As a comparison, residential accounts for 32% of electricity consumption.

The researchers found using currently available technology for remote control management of machinery, scheduling and automation can lead to more efficient and accurate running of equipment and therefore electricity savings.

Most equipment is run simultaneously, including irrigators, which creates two electricity peaks a day.

These peaks are compounded by multiple farms following the same routine while connected to the same low-voltage network, with the potential for network congestion, possible voltage drop or a failure of the cable.

“Despite these problematic characteristics for the electricity grid, dairy farms are a potential source of demand flexibility due to their unique combination of high volumes of electricity consumption and their geographic dispersion around the regions of New Zealand,” the researchers said.

The six farms in the study used a total of one million kWh and the three irrigation pump houses used 1.2 million kWh between August 1, 2016 and May 15, 2017.

From July 17, daily consumption in the sheds gradually built from around 500 kWh/day to 3000 kWh/day at the beginning of September, peaking at 4000 kWh/day.

Daily electricity was stable until March when milk production started to fall as cows were dried off.

Peak electricity pricing is from 7am to 9.30am, which overlaps with milking, pushing the average daily electricity cost on the study farms to $776.24.

Time-of-use charging means that the first half of the morning milking, from 4.30am to 7am would cost an average of $95 per day, while the second half from 7am to 9.30am would cost $159.

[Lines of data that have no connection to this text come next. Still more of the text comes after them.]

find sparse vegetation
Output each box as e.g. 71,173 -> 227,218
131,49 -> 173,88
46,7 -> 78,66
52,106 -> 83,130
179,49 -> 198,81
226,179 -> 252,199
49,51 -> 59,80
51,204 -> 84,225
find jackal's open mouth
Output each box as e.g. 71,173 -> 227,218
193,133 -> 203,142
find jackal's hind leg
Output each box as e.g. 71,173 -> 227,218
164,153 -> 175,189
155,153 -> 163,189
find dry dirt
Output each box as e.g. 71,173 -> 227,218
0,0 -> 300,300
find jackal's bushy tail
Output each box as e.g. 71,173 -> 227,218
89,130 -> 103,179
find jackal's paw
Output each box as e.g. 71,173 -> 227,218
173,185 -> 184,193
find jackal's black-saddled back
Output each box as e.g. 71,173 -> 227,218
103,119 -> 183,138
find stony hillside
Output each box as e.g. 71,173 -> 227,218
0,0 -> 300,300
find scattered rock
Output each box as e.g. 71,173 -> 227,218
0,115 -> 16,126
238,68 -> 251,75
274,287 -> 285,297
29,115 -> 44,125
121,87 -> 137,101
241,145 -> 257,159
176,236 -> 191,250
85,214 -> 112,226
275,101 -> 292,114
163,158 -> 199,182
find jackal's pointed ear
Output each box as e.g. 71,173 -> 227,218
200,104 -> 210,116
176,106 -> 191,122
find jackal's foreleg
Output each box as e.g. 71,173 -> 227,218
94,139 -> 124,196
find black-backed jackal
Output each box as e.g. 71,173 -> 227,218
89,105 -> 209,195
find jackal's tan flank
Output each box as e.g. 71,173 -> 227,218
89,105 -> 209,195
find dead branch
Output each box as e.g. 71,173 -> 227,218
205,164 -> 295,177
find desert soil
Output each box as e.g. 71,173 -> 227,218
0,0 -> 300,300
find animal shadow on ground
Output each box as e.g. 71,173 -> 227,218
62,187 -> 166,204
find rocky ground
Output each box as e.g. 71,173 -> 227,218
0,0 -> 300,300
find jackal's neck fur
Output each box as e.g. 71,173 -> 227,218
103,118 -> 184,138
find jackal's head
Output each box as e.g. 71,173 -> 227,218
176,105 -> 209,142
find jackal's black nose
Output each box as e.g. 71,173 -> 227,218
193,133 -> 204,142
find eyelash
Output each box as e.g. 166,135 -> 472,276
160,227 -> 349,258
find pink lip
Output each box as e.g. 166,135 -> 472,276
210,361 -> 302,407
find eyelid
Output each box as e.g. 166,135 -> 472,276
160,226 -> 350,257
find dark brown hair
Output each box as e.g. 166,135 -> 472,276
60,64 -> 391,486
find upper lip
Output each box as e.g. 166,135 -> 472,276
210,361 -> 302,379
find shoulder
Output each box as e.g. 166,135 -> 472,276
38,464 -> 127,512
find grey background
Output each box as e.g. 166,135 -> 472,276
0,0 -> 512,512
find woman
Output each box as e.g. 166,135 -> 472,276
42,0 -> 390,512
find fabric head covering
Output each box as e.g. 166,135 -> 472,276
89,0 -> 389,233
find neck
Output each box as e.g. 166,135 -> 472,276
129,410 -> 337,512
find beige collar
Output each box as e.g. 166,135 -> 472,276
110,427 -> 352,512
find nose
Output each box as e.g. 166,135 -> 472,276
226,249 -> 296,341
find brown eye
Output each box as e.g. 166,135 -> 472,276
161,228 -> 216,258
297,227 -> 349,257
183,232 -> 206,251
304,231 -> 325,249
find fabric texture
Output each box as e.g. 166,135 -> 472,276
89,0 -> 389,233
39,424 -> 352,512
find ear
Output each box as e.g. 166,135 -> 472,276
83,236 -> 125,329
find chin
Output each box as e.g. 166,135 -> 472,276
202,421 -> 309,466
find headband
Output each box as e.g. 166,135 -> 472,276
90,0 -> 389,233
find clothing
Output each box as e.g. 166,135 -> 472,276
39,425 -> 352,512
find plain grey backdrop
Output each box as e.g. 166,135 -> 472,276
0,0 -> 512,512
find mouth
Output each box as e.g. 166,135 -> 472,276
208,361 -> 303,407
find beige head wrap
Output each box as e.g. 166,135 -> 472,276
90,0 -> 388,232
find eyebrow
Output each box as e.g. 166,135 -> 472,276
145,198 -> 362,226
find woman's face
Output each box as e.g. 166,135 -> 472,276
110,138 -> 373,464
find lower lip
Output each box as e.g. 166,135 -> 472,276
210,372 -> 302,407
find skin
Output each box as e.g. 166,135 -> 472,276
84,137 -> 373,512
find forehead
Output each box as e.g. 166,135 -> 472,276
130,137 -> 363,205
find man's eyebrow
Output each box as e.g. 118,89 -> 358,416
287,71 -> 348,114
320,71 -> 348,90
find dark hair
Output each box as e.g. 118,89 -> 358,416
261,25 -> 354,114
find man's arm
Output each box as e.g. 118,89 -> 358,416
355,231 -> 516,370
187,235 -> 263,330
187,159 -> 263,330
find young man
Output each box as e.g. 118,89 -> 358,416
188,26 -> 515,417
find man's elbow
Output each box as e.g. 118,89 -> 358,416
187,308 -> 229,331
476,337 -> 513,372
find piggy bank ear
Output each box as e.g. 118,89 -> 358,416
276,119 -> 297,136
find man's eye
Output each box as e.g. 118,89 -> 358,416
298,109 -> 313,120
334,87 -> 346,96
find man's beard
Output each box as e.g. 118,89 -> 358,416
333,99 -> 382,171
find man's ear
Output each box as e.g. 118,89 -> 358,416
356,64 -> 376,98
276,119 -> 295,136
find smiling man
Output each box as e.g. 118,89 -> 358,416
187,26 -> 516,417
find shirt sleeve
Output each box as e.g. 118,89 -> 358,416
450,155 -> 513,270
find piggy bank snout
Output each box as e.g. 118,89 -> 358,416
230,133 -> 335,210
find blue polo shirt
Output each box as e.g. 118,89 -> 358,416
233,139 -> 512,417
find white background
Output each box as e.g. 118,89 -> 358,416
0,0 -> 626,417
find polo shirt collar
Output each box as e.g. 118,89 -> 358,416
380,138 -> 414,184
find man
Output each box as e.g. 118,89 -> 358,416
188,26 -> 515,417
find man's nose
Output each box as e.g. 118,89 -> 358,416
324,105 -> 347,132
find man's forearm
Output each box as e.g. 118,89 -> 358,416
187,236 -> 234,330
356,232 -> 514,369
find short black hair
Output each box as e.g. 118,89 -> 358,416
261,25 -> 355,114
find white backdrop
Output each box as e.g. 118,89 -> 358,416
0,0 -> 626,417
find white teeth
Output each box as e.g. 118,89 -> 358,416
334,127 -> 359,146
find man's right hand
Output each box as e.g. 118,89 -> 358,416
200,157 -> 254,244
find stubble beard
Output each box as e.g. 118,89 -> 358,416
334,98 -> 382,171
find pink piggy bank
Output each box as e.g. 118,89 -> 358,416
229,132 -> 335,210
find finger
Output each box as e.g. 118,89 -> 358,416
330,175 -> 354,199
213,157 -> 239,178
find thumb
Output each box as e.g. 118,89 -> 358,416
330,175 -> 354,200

“This means 20% of daily electricity costs, excluding irrigation, would come from the morning peak period, despite most of the milking activities occurring before the morning peak,” they said.

Electricity charges can be lowered by shifting some activities associated with milking to outside the morning peak pricing period, and using technology and automation will save electricity charges, but the researchers acknowledge starting milking two hours earlier could be unpopular with staff.

The cost of pumping, water heating and refrigeration alone use 90% of the electricity, but steps such as pumping shed water and storing overnight to supply the water requirements of the following day could cut costs.

Bore sourced water is earth chilled and can provide initial milk cooling through a plate heat exchanger to reduce the milk temperature from around 38C to between 12-15C, reducing the need for compression chillers.

The use of effluent pumps could also be avoided during peak periods, instead run during shoulder periods, reducing demand by up to 30kW.

Another option is to move to once-a-day (OAD) milking or 3-in-2 milking. 

Shifting demand to flatten demand throughout the milking season at the mean use of 146 kW/day, would lower by 3.3% ($750.36 a day) or savings of $7428 for a 287-day milking season.

By using precision irrigation systems, applying water outside the peak electricity periods reduced pumping costs from $160/hr to $114/hour.

Savings can be significant.

“Without any changes to the existing regime of constant use across the day, the average cost is $3188/day,” the researchers said.

“Over the 80 days that irrigation was used in the season, this total cost would be $255,040.”